1. Multi-monitor support can get a bit flaky when using more than one monitor. 2. While is is pretty speedy, you do run into performance limitations due to it only having a dual core processor. 3. Many Android apps are not as fully featured as their OS-X counterparts. Yes you could use them all in Crostini, but now your going through another virtualization layer, plus the integration is still not fully there.

All of that being said, I used to be a crouton user and it is stable enough that I am not longer doing that....though the lack of USB device support is a bummer (and was supported in crouton).

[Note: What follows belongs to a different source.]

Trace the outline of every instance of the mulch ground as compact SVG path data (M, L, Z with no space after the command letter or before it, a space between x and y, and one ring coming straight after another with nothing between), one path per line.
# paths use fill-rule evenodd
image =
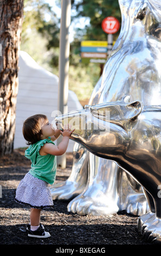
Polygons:
M66 169L58 168L57 183L66 180L70 174L73 161L71 153L66 154ZM58 200L54 201L53 209L43 210L41 214L41 222L51 236L44 239L28 237L26 224L29 221L30 209L16 203L14 198L16 187L30 166L30 161L24 156L23 149L0 159L1 248L4 245L39 245L55 246L55 249L61 250L60 248L72 248L72 246L102 248L112 245L147 247L150 245L138 233L138 216L125 211L109 216L79 216L67 211L69 202Z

My understanding is that USB support is feature flagged in the dev channel, so it’s on its way.


Fingers Crossed!


I was given one of the recent MBPs with touchbar for work at a client and from my consulting company. I really don't like the new MBPs and didn't like the prospect of carrying around two laptops so I used my personal Pixelbook for as my consulting company's laptop. They use GSuite so isolating accounts was a breeze. I was able to install IntelliJ and do full-stack Java development with no problem. Window management was surprisingly nice. I agree with all of your points BTW.

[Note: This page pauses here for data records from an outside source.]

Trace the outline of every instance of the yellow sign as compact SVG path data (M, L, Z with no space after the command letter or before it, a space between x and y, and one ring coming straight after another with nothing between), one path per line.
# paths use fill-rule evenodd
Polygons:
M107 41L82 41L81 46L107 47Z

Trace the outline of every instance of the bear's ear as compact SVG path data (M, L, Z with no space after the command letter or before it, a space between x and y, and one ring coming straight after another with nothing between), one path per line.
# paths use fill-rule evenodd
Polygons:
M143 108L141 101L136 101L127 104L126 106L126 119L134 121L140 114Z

It's real annoying when Chrome crashes (which it does once or twice a week on average) because it restarts all your Android apps as well !


Flashbacks to Internet Explorer crashes taking out your desktop.

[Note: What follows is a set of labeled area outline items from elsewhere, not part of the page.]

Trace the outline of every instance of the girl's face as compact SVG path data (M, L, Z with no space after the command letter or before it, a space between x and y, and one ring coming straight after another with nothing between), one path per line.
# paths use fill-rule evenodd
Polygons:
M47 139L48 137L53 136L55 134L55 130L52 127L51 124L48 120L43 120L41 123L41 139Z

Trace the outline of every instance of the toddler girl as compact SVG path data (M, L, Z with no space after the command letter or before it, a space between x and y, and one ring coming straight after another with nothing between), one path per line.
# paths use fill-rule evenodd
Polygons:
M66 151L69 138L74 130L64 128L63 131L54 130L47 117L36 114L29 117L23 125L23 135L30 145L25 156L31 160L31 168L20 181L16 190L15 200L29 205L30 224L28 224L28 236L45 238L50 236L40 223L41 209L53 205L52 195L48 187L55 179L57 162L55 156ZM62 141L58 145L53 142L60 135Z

thats the irony here... so much of this thread just reminds of of windows XP


More productive in what exactly? What are you developing? What problems you had with OSX? (not meant to be offensive, just curious)


More productive because I don't spend time fighting all of the little silly OSX to Linux incompatibilities in a dev environment. Things like:

  - sed / grep flags
  - path issues compiling some C module or node module
  - homebrew missing obscure package
These aren't things that kill productivity on the regular but once a month I found myself going down some rabbit hole or another fixing things like that.

I develop a range of stuff from the Kubernetes ecosystem, etcd, frontend software, and the occasional embedded side project.

Also, I rarely use any OSX native applications outside of a browser, password manager, and music app anymore. So, none of these workflows changed and some improved since now I have identical apps on my phone and laptop thanks to Android.


fair point, I can't tell anything other than that I was so far lucky. I do a lot of web/node development and none of the issues was yet related to OSX (for the whole 4-5 years I'm on mac).

you're 100% correct that apple has crippled version of some tools but it's possible to replace them from brew but I think I know where you're heading - it's probably just easier to use linux when you're doing these things - just like I was switching to mac when I wanted to do node.

BTW: I was switching from windows, not from linux, I actually think linux is fine and I'm happily using it on other machines, just not on this one :-)


I wish I could make the switch. New MacBooks are costing our company 4500+ each, but most of us don't want to go to Windows.

This sounds like a good solution, but I'd probably miss out on a good alternative to Sketch or Zeplin which is an important part of our development workflow.